2025 Reading Goals

I was hoping to get to the stats nerdery post today, but I took a nap this afternoon with a cat on my chest, so it’s just going to be this. 2024 was one of the heaviest reading years of my life, and it was a year with no particular reading goal beyond “whatever I want” and “clear my TBR shelf,” which not only never happened, it never came close to happening. I want next year to have a little bit more focus, and I’m going to throw one ridiculous challenge at myself in January just for the sheer hell of it.

Reading Goal the First: In January 2025, I will read all five of Brandon Sanderson’s Stormlight Archives books, plus the two supplemental novellas.
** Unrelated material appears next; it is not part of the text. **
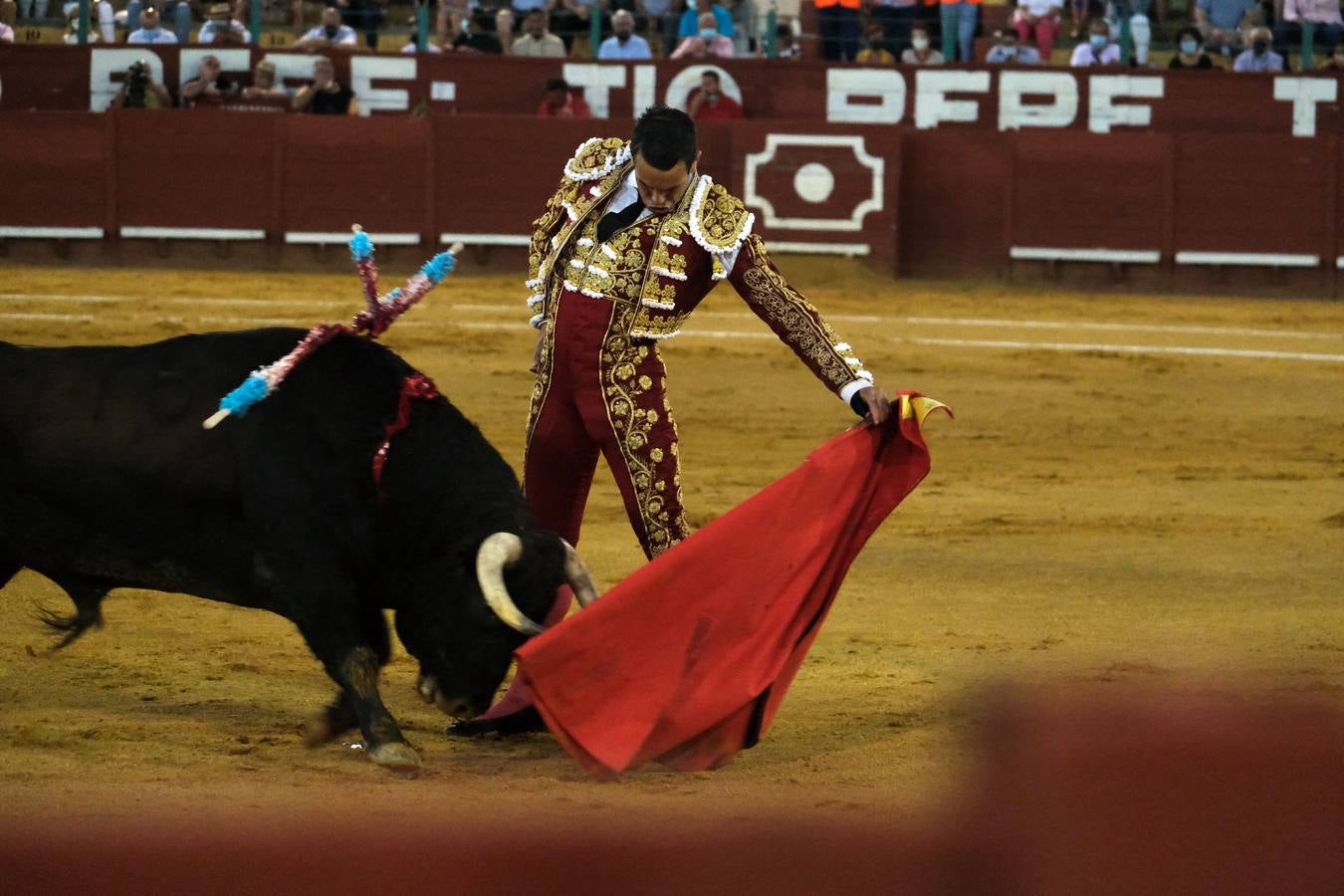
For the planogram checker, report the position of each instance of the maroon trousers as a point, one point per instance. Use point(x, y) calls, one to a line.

That is, according to Wikipedia, 6,335 pages. I have read the first two books and part of the third. My guess is that if I can get through Oathbringer this time without the issues I had the last time I picked it up, I’ll be fine; 204 pages a day during a month where I have one three-day weekend and don’t have work until the 6th is not even a particularly demanding pace. That said, shit happens. We’ll see if I can pull this off.

Reading Goal the Second: Setting a number of books goal is almost meaningless at this point, but let’s go with 100 again. Most years I don’t have to push too much to hit that number, and unless I rediscover some other hobbies I’ll blow it away again, but I don’t want to set it so high that I start adjusting what I’m reading to hit a number. That said …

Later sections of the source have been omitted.